Selon Mary Simon, son peuple a vraiment besoin de soutien. Par exemple, à Iqaluit, au Nunavut, la frustration des jeunes est tangible, dit-elle. Les élèves de 10e année trouvent que leur niveau de lecture est inférieur à celui de leurs pairs canadiens. Il leur devient impossible d’aller à l’université, et cela, affirment-ils, « est injuste ».

L’absence de programmes d’études appropriés et la faible fréquentation scolaire représentent un problème qui touche Mary Simon de près. Or, pour les jeunes inuits, l’éducation fait souvent la différence entre vivre toute leur vie dans la pauvreté et avoir un brillant avenir.

« J’ai moi-même des enfants et je sais qu’il faut soutenir et encourager les jeunes pour qu’ils restent à l’école. J’ai vu tant de jeunes décrocher, dont des membres de ma propre famille. J’ai également des neveux et nièces qui se sont rendus à Montréal pour aller à l’université, mais qui ont dû retourner chez eux parce qu’on leur a refusé l’admission. Je savais que le problème était sérieux, que le fossé était énorme. Mais la nouvelle du rejet de mes neveux et nièces m’a profondément bouleversée. »

Pour Mary Simon, il y a une justice dans le respect et la liberté, ce qu’elle constate chez ses trois enfants qui réussissent dans les voies qu’ils ont choisies et qui s’épanouissent dans une famille jadis opprimée.

« Il ne s’agit pas de vous ou de moi, ajoute Mary Simon.
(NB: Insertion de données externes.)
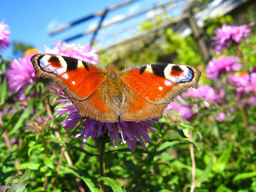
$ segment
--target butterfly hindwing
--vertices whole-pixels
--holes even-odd
[[[132,67],[121,71],[124,84],[152,104],[170,103],[186,87],[197,87],[200,72],[196,68],[175,64]]]
[[[102,83],[104,70],[85,61],[50,54],[38,54],[31,59],[37,77],[49,78],[67,97],[84,100]]]

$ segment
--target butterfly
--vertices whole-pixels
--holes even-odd
[[[102,122],[161,118],[165,107],[187,87],[196,88],[200,72],[185,65],[152,64],[119,71],[51,54],[31,61],[36,77],[52,80],[77,108],[81,117]]]

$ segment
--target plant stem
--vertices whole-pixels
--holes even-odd
[[[193,131],[189,130],[189,141],[193,143]],[[190,144],[190,156],[191,157],[192,163],[192,170],[191,170],[191,188],[190,188],[190,192],[193,192],[195,188],[195,176],[196,176],[196,162],[195,160],[194,154],[194,145],[193,143]]]
[[[105,150],[106,142],[102,140],[95,140],[96,145],[99,150],[99,161],[100,163],[100,177],[104,176],[104,156]],[[100,192],[104,192],[104,180],[100,181]]]

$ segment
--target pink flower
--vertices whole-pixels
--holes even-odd
[[[24,99],[24,92],[27,87],[36,81],[35,69],[30,61],[30,58],[33,54],[35,53],[12,61],[10,68],[7,69],[5,74],[10,89],[18,93],[19,100]]]
[[[249,28],[253,24],[254,22],[240,26],[223,24],[222,28],[217,28],[214,31],[216,36],[212,37],[212,39],[215,40],[212,43],[215,47],[215,51],[218,54],[220,53],[223,49],[227,47],[228,42],[241,43],[248,35],[251,34],[252,29]]]
[[[237,72],[228,77],[228,82],[236,86],[236,92],[240,97],[241,103],[244,102],[243,98],[248,97],[247,102],[250,106],[256,100],[256,73],[249,75],[247,72]],[[251,96],[252,93],[253,95]]]
[[[212,59],[206,67],[207,76],[210,79],[216,79],[221,73],[238,71],[241,68],[239,59],[236,56],[221,56],[219,59]]]
[[[148,136],[148,131],[154,132],[151,124],[152,121],[157,120],[146,120],[140,122],[122,122],[118,123],[102,123],[90,118],[83,118],[79,116],[77,109],[73,105],[68,99],[63,95],[63,92],[58,91],[59,88],[53,88],[55,93],[61,93],[60,96],[63,99],[57,100],[57,102],[62,105],[56,107],[59,114],[56,116],[58,118],[62,115],[68,115],[67,118],[60,122],[63,127],[67,130],[72,127],[76,128],[81,125],[83,130],[77,134],[75,138],[81,136],[84,136],[83,142],[86,142],[91,136],[92,139],[102,136],[104,133],[108,132],[111,141],[114,141],[115,147],[117,147],[119,142],[119,134],[121,133],[122,141],[124,144],[127,143],[129,148],[132,152],[135,151],[135,145],[138,140],[141,145],[146,148],[145,143],[151,143]],[[83,121],[81,123],[81,121]]]
[[[47,53],[75,58],[85,60],[93,64],[97,64],[97,61],[99,60],[99,56],[96,54],[96,51],[92,50],[90,45],[88,44],[84,45],[78,44],[76,46],[75,44],[68,44],[66,42],[58,41],[53,49],[51,49],[46,46],[45,46],[45,49]]]
[[[4,22],[0,22],[0,51],[1,49],[8,47],[11,43],[9,39],[11,37],[11,33],[7,24],[4,24]]]

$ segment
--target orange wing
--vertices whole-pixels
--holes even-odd
[[[103,69],[86,61],[50,54],[38,54],[31,59],[36,77],[56,83],[68,98],[84,100],[105,79]]]

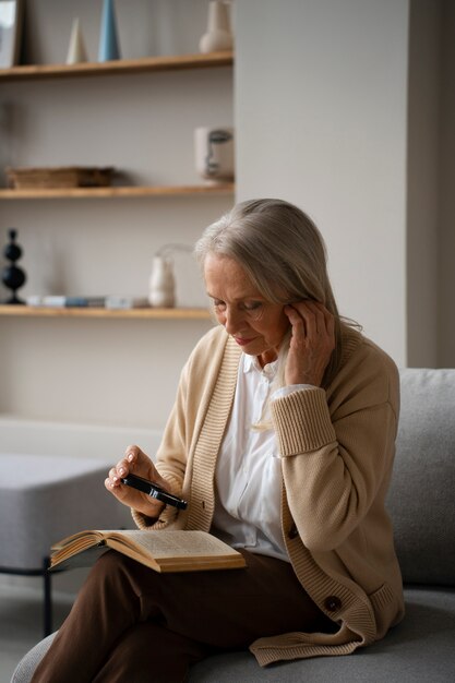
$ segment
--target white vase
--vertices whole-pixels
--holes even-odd
[[[229,7],[221,0],[211,0],[208,3],[207,31],[202,36],[199,49],[201,52],[217,52],[231,50],[234,37],[229,22]]]
[[[71,28],[70,45],[68,48],[67,64],[79,64],[87,61],[87,50],[81,31],[79,19],[73,21]]]
[[[194,166],[205,180],[234,179],[234,128],[194,129]]]
[[[176,280],[172,261],[154,256],[149,277],[148,302],[153,307],[171,309],[176,304]]]

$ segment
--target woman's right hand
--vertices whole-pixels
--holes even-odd
[[[144,479],[156,482],[165,491],[169,490],[167,481],[159,475],[148,455],[139,446],[128,446],[124,457],[109,470],[109,475],[105,479],[105,487],[123,505],[128,505],[147,517],[159,517],[165,504],[122,483],[121,480],[129,474],[144,477]]]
Il s’agit juste de faire reconnaitre finalement que notre peuple est un peuple. »


« La souveraineté doit commencer chez nous. Bâtissons des communautés saines et sures pour notre peuple. … Lorsqu’il existe des communautés permanentes, et que des gens habitent de façon permanente ces communautés, qui les abritent depuis des milliers d’années, la question (de leur appartenance à ces communautés) ne se pose pas. »
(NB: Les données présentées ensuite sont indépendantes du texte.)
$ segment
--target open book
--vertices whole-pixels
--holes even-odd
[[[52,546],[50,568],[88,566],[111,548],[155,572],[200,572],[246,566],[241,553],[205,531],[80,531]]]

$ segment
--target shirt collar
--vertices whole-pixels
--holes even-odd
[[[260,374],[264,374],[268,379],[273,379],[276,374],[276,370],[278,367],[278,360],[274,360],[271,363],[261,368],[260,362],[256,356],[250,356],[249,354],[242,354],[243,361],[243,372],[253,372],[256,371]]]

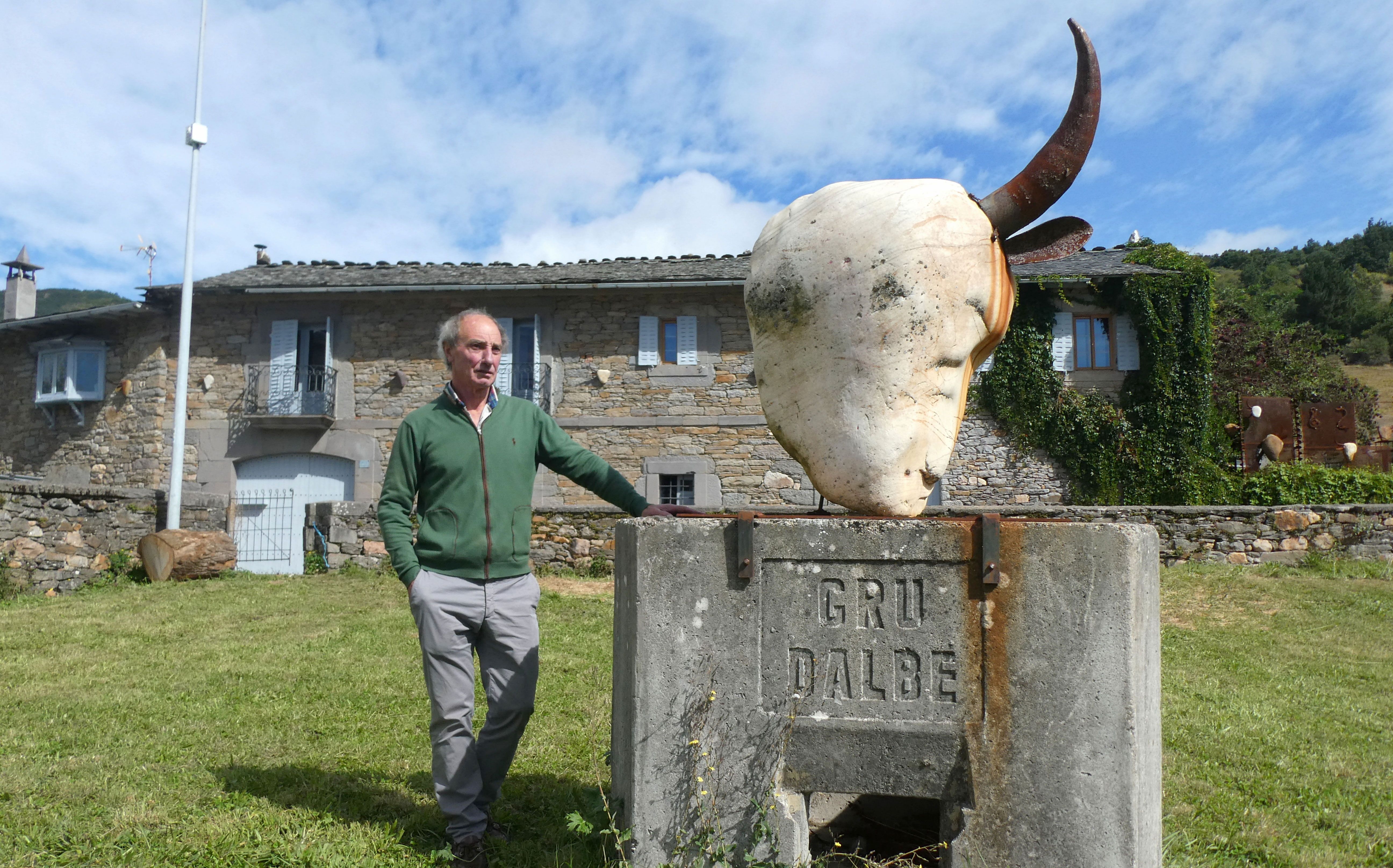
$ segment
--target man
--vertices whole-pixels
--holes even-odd
[[[493,380],[503,346],[499,323],[482,309],[440,326],[450,382],[397,429],[378,504],[382,538],[407,585],[421,638],[432,775],[456,868],[488,868],[483,837],[506,837],[489,805],[532,716],[540,591],[528,552],[538,463],[631,516],[695,511],[651,506],[532,401],[500,397]],[[415,542],[412,506],[419,516]],[[489,699],[478,741],[471,726],[475,652]]]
« Lorsque vous subissez des revers, que faites-vous? En tirez-vous des leçons? Les laissez-vous vous abattre? Exploitez-vous vos atouts pour affronter l’adversité et la surmonter? À mon avis, c’est un aspect très important de la détermination des enjeux qui nous touchent comme peuple. Qu’est-ce qui est fondamentalement inacceptable? Qu’est-ce qu’on peut changer? »

« Respectez-vous l’un l’autre. Peu importe qui vous êtes, Inuit, membre des Premières Nations, Métis, Canadien français, Canadien anglais, ou quelqu’un d’un autre pays. Respectez-vous l’un l’autre et respectez vos cultures et vos identités respectives. Acceptez les différences. Le monde est vaste. »

* Toutes les citations sont traduites librement.